Alys was there when the first stage of demolition began. Standing with Col and Gin Gin as the wrecking ball swung. The gothic villas in the square went first. ‘They call it slum clearance, but we were never a slum, were we?’ she wrote to Ulysses and Cress in her first letter home. ‘Col said he’s not selling the pub and they’ll have to drag him out in a coffin. Ginny cries when the walls fall because she doesn’t understand and thinks it’s war all over again. Devy came to visit her yesterday and Col didn’t say anything. He’s got too much on his plate to fight that battle too. Devy brought a cake and put candles on it to make Col happy. It wasn’t Col’s birthday, but it did make him happy. I miss you both. Love as always.’

In the January term of 1963, Alys went to Wimbledon School of Art. She lived partly at Col’s and partly on a sofa nearby. She lived in a state of uncertainty but came to realise she probably always had.

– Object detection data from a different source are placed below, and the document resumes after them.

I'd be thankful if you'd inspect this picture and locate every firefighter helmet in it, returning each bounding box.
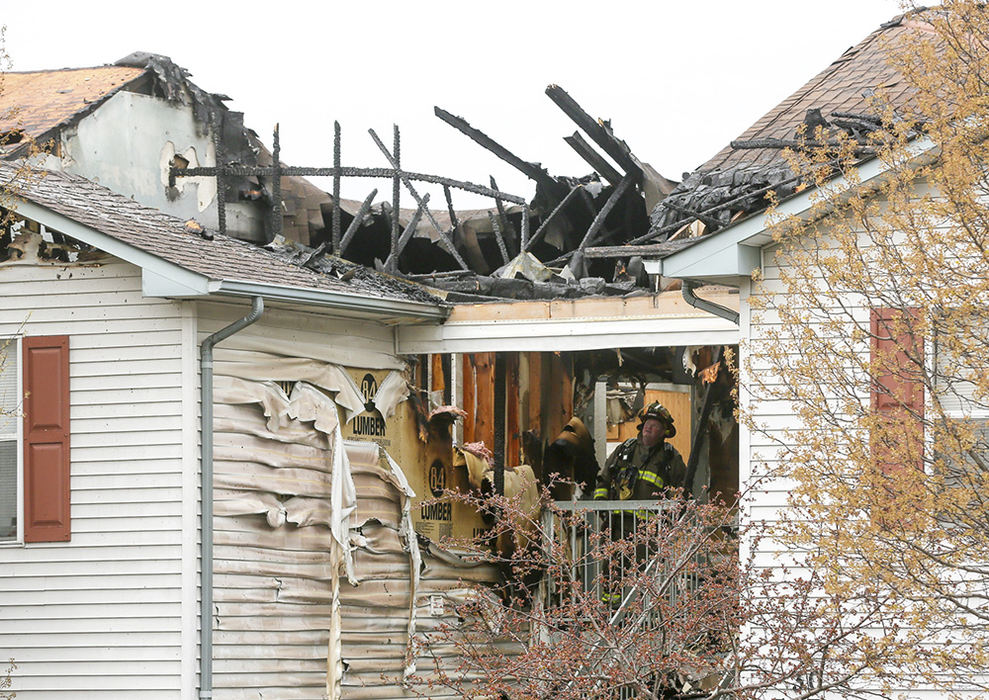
[639,401,676,438]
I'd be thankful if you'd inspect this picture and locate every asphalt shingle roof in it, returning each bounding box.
[0,66,145,137]
[0,165,439,303]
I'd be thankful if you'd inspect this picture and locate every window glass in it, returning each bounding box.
[0,337,20,440]
[0,440,17,542]
[0,338,20,542]
[930,326,989,489]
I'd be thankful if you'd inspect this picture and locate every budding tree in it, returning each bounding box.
[745,0,989,697]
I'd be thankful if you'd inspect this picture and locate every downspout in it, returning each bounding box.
[680,280,738,326]
[199,297,264,700]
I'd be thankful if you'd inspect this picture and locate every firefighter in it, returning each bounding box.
[594,401,687,501]
[594,401,687,608]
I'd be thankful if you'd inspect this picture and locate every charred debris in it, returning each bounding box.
[171,85,872,302]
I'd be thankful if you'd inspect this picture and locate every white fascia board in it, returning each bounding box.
[15,199,209,296]
[216,280,450,321]
[662,137,935,282]
[397,315,739,355]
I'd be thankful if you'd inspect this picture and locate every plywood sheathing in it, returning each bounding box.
[447,286,739,324]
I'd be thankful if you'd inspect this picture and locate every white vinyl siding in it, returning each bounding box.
[0,336,23,543]
[0,258,196,700]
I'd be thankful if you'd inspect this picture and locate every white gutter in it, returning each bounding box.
[214,280,450,321]
[199,296,264,700]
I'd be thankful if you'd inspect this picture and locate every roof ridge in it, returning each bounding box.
[0,63,147,75]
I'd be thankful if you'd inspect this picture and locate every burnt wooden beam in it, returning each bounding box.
[563,131,622,185]
[433,107,556,189]
[570,174,635,272]
[340,188,378,256]
[731,138,876,155]
[367,129,468,270]
[546,85,642,184]
[330,121,340,255]
[523,185,584,250]
[659,199,722,230]
[385,193,429,272]
[584,243,684,260]
[488,175,515,258]
[488,211,510,265]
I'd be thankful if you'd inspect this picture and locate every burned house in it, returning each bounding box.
[0,8,932,698]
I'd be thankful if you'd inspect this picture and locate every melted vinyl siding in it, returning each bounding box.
[201,312,506,700]
[0,262,182,700]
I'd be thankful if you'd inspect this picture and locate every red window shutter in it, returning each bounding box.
[870,309,924,486]
[22,335,71,542]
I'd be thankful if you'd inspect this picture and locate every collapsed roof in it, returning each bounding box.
[0,164,441,307]
[649,13,929,240]
[0,14,924,302]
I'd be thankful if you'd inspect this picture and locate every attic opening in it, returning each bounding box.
[0,208,99,264]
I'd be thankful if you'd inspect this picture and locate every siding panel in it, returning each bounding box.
[0,259,182,700]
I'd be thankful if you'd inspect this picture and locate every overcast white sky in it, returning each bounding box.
[0,0,899,205]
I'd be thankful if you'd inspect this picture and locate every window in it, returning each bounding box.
[0,338,22,543]
[0,335,71,543]
[933,318,989,490]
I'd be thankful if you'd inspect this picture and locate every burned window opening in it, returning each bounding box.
[0,209,94,264]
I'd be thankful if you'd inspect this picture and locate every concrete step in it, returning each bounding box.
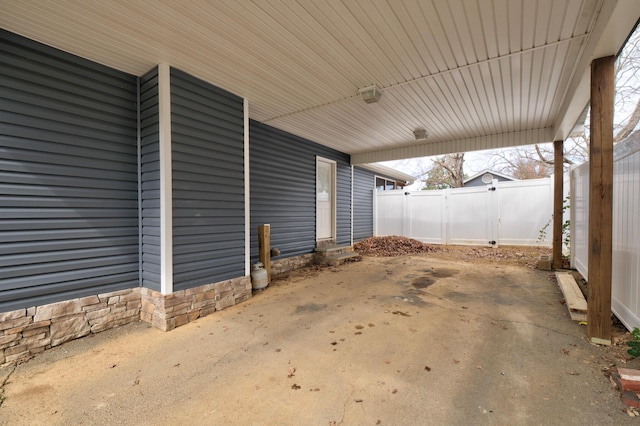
[324,251,360,266]
[316,245,353,257]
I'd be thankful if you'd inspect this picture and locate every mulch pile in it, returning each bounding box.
[353,236,442,257]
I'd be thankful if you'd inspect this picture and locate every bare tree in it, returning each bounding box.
[422,152,464,189]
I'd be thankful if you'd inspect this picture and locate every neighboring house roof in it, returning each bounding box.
[358,163,416,185]
[462,169,518,184]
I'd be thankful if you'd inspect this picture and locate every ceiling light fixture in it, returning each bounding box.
[413,129,429,141]
[358,84,382,104]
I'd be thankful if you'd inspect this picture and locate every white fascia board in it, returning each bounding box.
[351,127,554,165]
[358,163,416,185]
[158,63,173,294]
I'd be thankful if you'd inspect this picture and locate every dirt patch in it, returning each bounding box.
[353,236,442,257]
[354,236,551,268]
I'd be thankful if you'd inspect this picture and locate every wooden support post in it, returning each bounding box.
[258,225,271,284]
[552,141,564,269]
[587,56,615,344]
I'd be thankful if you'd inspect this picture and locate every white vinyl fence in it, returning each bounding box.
[571,135,640,330]
[374,178,553,247]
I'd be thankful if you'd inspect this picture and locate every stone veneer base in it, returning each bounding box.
[0,253,314,366]
[140,276,251,331]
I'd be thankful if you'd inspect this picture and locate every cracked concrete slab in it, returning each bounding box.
[0,255,635,426]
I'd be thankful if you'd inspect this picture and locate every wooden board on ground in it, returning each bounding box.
[556,272,587,321]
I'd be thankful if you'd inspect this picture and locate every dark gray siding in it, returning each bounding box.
[353,167,376,241]
[0,30,139,311]
[140,67,160,291]
[249,120,351,262]
[171,68,244,290]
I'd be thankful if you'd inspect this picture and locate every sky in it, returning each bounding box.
[380,149,516,191]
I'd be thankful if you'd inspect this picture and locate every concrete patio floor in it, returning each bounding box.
[0,255,637,426]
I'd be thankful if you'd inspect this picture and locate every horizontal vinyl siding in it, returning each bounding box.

She struggled, initially, in the way she saw things and how this was expressed as marks on a page. But she turned up every day and she practised her craft and that was significant. Until she saw people achieve what she hoped to achieve and she wanted to be generous and yet, at times, feared that their success would mean no success for her. She was so impatient for her work to be affirmed. She’d walked into art school hoping to be discovered as the NEXT BIG THING, only to live in the shadows of disregard. Her mother-want became a mother-please and crushes on teachers became evening tutorials of charcoal and perfume. And she read wise words over and over and yet when she closed the book it was still her, unchanged, and the disappointment could send her to bed for days.